When the famous seventeenth century French scientist Blaise Pascal died in 1662 his servant found a small piece of parchment sewn into his coat. At the top of the paper Pascal had drawn a cross. Underneath the cross were these words.
In the year of the Lord 1654
Monday, November 23
From about half-past ten in the evening
until half-past twelve.
God of Abraham, God if Isaac, God of Jacob
Not of philosophers nor of the scholars.
Certitude. Certitude. Feeling. Joy, Peace.
God of Jesus Christ,
My God and thy God.
“Thy God shall be my God.”
Forgetfulness of the world and of everything, except God.
He is to be found only by the ways taught in the Gospel.

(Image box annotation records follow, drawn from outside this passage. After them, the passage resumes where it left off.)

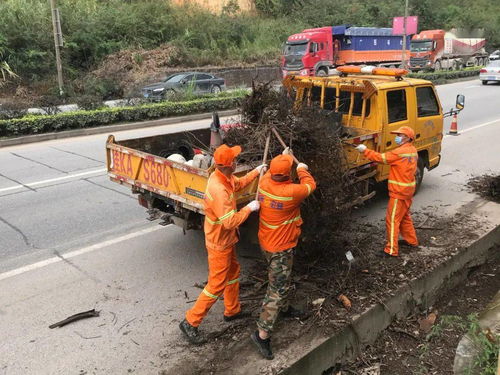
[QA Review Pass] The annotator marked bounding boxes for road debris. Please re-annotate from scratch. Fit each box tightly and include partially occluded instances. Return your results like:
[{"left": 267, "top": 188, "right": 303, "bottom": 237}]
[{"left": 49, "top": 309, "right": 99, "bottom": 329}]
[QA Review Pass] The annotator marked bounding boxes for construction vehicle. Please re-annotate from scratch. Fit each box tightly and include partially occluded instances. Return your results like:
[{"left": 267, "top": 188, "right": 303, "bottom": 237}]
[
  {"left": 410, "top": 29, "right": 488, "bottom": 71},
  {"left": 281, "top": 25, "right": 410, "bottom": 77},
  {"left": 106, "top": 66, "right": 464, "bottom": 230}
]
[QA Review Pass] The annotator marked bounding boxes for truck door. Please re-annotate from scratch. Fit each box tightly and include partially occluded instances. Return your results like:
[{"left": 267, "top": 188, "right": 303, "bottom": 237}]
[
  {"left": 378, "top": 88, "right": 414, "bottom": 180},
  {"left": 415, "top": 85, "right": 443, "bottom": 167}
]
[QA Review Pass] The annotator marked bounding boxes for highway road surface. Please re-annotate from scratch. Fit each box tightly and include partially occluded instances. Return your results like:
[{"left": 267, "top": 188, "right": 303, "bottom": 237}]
[{"left": 0, "top": 80, "right": 500, "bottom": 375}]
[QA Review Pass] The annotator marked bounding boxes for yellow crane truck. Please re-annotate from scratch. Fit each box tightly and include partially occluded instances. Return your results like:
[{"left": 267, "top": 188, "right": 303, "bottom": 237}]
[{"left": 106, "top": 66, "right": 465, "bottom": 230}]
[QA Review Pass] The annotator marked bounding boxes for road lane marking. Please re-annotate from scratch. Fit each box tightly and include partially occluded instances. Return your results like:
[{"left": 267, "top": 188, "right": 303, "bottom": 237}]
[
  {"left": 0, "top": 168, "right": 106, "bottom": 193},
  {"left": 0, "top": 225, "right": 164, "bottom": 281},
  {"left": 444, "top": 119, "right": 500, "bottom": 138}
]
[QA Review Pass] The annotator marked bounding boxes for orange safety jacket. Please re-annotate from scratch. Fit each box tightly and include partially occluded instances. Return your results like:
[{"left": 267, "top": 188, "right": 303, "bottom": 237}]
[
  {"left": 259, "top": 168, "right": 316, "bottom": 253},
  {"left": 204, "top": 169, "right": 259, "bottom": 250},
  {"left": 364, "top": 143, "right": 418, "bottom": 199}
]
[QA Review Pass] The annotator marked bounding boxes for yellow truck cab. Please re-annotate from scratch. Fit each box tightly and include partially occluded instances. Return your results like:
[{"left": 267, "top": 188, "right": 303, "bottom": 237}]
[{"left": 283, "top": 66, "right": 443, "bottom": 189}]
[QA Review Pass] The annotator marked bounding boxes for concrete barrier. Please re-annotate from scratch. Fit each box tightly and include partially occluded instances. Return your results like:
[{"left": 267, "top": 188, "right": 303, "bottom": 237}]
[
  {"left": 281, "top": 202, "right": 500, "bottom": 375},
  {"left": 0, "top": 109, "right": 239, "bottom": 148}
]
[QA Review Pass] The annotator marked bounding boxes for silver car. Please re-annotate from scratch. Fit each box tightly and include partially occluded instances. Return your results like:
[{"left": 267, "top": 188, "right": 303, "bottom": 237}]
[
  {"left": 488, "top": 49, "right": 500, "bottom": 61},
  {"left": 479, "top": 60, "right": 500, "bottom": 85}
]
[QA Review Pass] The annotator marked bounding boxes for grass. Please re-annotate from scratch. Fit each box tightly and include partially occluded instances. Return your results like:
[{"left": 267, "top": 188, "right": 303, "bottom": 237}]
[{"left": 417, "top": 314, "right": 499, "bottom": 375}]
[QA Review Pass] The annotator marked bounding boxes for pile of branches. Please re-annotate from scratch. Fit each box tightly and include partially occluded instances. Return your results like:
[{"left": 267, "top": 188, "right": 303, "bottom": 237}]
[{"left": 224, "top": 83, "right": 359, "bottom": 255}]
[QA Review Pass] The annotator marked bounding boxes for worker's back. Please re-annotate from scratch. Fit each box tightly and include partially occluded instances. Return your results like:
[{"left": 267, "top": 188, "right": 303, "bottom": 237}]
[{"left": 259, "top": 168, "right": 316, "bottom": 252}]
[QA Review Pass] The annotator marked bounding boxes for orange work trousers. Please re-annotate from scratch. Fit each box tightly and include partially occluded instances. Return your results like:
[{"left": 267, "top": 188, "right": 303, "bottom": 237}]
[
  {"left": 186, "top": 246, "right": 241, "bottom": 327},
  {"left": 384, "top": 198, "right": 418, "bottom": 256}
]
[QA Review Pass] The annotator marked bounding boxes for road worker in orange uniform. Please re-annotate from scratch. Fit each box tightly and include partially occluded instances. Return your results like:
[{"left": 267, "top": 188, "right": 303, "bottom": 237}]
[
  {"left": 179, "top": 145, "right": 265, "bottom": 344},
  {"left": 251, "top": 149, "right": 316, "bottom": 359},
  {"left": 356, "top": 126, "right": 418, "bottom": 256}
]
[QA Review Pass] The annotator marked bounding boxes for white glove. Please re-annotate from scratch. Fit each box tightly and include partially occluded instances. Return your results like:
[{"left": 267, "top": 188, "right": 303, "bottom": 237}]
[
  {"left": 356, "top": 145, "right": 367, "bottom": 152},
  {"left": 255, "top": 164, "right": 267, "bottom": 173},
  {"left": 247, "top": 201, "right": 260, "bottom": 212}
]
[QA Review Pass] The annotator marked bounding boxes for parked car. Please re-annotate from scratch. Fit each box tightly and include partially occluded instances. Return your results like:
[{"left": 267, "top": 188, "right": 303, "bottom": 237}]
[
  {"left": 479, "top": 60, "right": 500, "bottom": 85},
  {"left": 142, "top": 72, "right": 226, "bottom": 100},
  {"left": 488, "top": 49, "right": 500, "bottom": 61}
]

Greatness of the soul of man.
“Righteous Father, the world hath not know thee,
but I have know thee.”
Joy, joy, joy, tears of joy.
I have fallen away: I have fled from Him,
denied Him, crucified him.
May I not fall away forever.
We keep hold of him only by the ways taught in the Gospel.
Renunciation, total and sweet.
Total submission to Jesus Christ and to my director.
Eternally in joy for a day’s exercise on earth.
I will not forget Thy word. Amen.
That was Pascal’s record of an intense two hour religious experience that he kept secret until his death. It was an experience of God that gripped his soul and changed the course of his life. He stored his record of it in the lining of his coat, close to his heart. For eight years he took care to sew and unsew it every time he changed his coat. It was a treasured experience, something he could return to again and again.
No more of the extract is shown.